How could he lead? Peyton Manning and Tom Brady can lead because they know the intricacies of their offense. Flacco wasn't getting all the information.

But it wasn't just Flacco. This offense lacked attention to detail. Remember the Troy Polamalu sack? Somebody forgot to make a call. How about the quarterback sneak in New England? Somebody didn't check out of the play. There weren't any crossing routes and a pick play until the postseason.

Almost everything about this offense, from the running backs staying in their lanes, to the pass protection was off. Details were slipping through the cracks.

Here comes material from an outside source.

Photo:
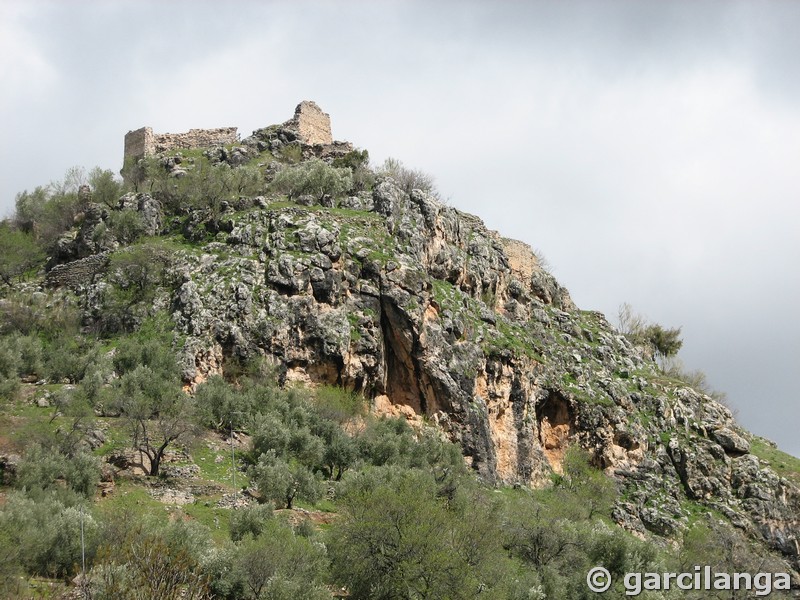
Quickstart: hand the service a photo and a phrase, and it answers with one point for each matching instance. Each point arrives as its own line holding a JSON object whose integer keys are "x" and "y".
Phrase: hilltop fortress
{"x": 310, "y": 125}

But that will change now, at least that's the hope. Harbaugh, who has spent most of his career coaching special teams, said he will be more involved with rebuilding the offense from the ground up. It's a smart move by Harbaugh, and now he is more accountable than just relying on Cameron.

In the past, Harbaugh seldom attended offensive meetings. But as the Ravens retool, Harbaugh will have a say on what he dislikes and likes, and what he wants to keep.

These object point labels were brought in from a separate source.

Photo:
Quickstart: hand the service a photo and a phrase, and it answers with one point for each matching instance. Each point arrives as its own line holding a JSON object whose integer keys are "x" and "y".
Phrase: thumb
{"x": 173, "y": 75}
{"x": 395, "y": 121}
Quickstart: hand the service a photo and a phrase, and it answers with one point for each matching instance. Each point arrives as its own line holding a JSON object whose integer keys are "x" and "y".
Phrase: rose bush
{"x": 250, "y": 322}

"I'll be involved with that along with the offensive coaches, and we'll rebuild the offense from the ground up," said Harbaugh. "But, I don't want to give you the impression that I'm going to do it. Cam drives that, and the offensive coaches drive that. We've got some, I think, some really smart, some really good coaches. We've got to go back and take a look at what we do and how we do it, and how we tie our players into it, and how we communicate it and if we're all on the same page."

It's part of the evolution of Harbaugh, part of the evolution of a head coach.

And the Ravens aren't done as far as the growing process.

According to a league source, when the Ravens played Atlanta this season, the Ravens were going to bench Flacco at halftime for Marc Bulger, but ultimately decided not to because Zorn thought Flacco might not be mature enough to handle the situation.

That's absurd. If you can't get it done, changes have to be made. Harbaugh is making them, and Newsome left no doubt that Flacco will no longer be considered a young quarterback.

"No, he's not a young quarterback," Newsome said. "He's not performing like a first-year quarterback in my estimation.

"What I have been able to see over the past three years is a guy that can make all the throws, a guy that has poise, a guy that has command of his offense. But, I also [see] a guy that can be inconsistent, not get it done at times. It's upon all of us to take him to the next level. What that next level is, I don't know. But, he's got to be a better quarterback in 2011 than he was in 2010. And I think that's all I would ask him: Be better than you were last year. I think Joe will be willing to do that."